Sukkah: Also called: tabernacle a temporary structure with a roof of branches in which Jews eat and, if possible, sleep during the festival of Sukkot

Sukkot – plural of Sukkah

Sukkot is a holiday that talks to me in ways that few other holidays do.

I love Shabbat – it is, each week, an island of peace that comes in grace and slowly sneaks away with the promise it will return.

Rosh Hashana is nice, but it is the base of a mountain of self-reflection that is Yom Kippur. Yom Kippur comes as a day of judgment and atonement – serious, spiritually uplifting, intense it is; fun it is not.

Passover is so much work, before, during and after, that it is hard to enjoy much of it. Someday, I might find a way to enjoy it, but most years it is mostly torture for me.

Hanukah might be fun and have some deeper meanings to it, but it has been commercialized and internationalized and simply doesn’t touch me the way Sukkot does.

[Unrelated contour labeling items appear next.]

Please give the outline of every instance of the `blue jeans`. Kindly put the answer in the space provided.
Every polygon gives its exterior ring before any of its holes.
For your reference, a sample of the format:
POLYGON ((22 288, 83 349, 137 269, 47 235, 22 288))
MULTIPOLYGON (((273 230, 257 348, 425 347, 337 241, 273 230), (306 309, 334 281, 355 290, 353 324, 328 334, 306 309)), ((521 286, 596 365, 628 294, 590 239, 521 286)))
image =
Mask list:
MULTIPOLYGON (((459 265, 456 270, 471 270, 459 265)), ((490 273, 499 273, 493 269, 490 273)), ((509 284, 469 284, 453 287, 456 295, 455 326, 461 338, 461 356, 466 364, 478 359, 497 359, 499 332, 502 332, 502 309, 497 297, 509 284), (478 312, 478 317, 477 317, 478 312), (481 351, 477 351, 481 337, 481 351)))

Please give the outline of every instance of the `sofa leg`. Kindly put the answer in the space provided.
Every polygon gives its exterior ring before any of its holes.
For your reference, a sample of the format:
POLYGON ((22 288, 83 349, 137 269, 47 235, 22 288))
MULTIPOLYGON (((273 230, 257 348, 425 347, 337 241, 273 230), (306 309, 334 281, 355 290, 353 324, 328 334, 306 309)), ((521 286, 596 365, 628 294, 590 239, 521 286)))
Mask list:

I could go on, but I don’t want to belittle the other holidays, I just want to explain why I love this one. You see, it is yet another promise from God to me – well, to my people. It says to trust Him, that He will take care of us.

We put our lives in His hands every day without really acknowledging it. When we drive down the highway, when we walk under a building, when we watch our children go off to school, perhaps even when we get on a bus. From the moment we awaken, refreshed and returned to life, until the moment we lay our heads on our pillows, at any moment, our lives could change forever, take directions we never thought of.

So we rise in the morning and thank God for returning our soul to us from sleep, simply for being awake another day to live in this world and see the miracles He creates. And then we do what we do, only to sleep and do it again the next day. Sukkot is about taking that forgotten trust to a higher level.

Sukkot says – stop, take yourself out of the comfort of your homes, your air conditioned rooms and return to the basics. Imagine if the roof over your head was not cement and stone, but mere branches of trees. Imagine if instead of your plush sofa and comfortable bed, you sat on simple chairs and slept on a slip of a mattress beneath the stars.

Would you still thank God for everything He has done for you? Imagine if while you are sitting out there in that hut you’ve built, the one with the simple roof of branches – imagine if it were to start to rain, would you still be grateful? It’s easy to say yes from those air conditioned rooms and so we move out there for 7 days and show ourselves what God already knows. Oh yes, we will be grateful because the cement roof is an illusion; the plush homes a diversion.

Sukkot is a promise and a reminder. We promise to trust in God; He reminds us He has always been there to protect us and always will be. I love Sukkot. It is simple and basic as life really is. It is we humans that confuse the issues; we who fill our lives with meaningless possessions when the greatest gift of all is simply life and the ability to enjoy.

Chag samayah – happy Sukkot – may it come in peace and remind all of us that the only security we can ever know, comes from Above.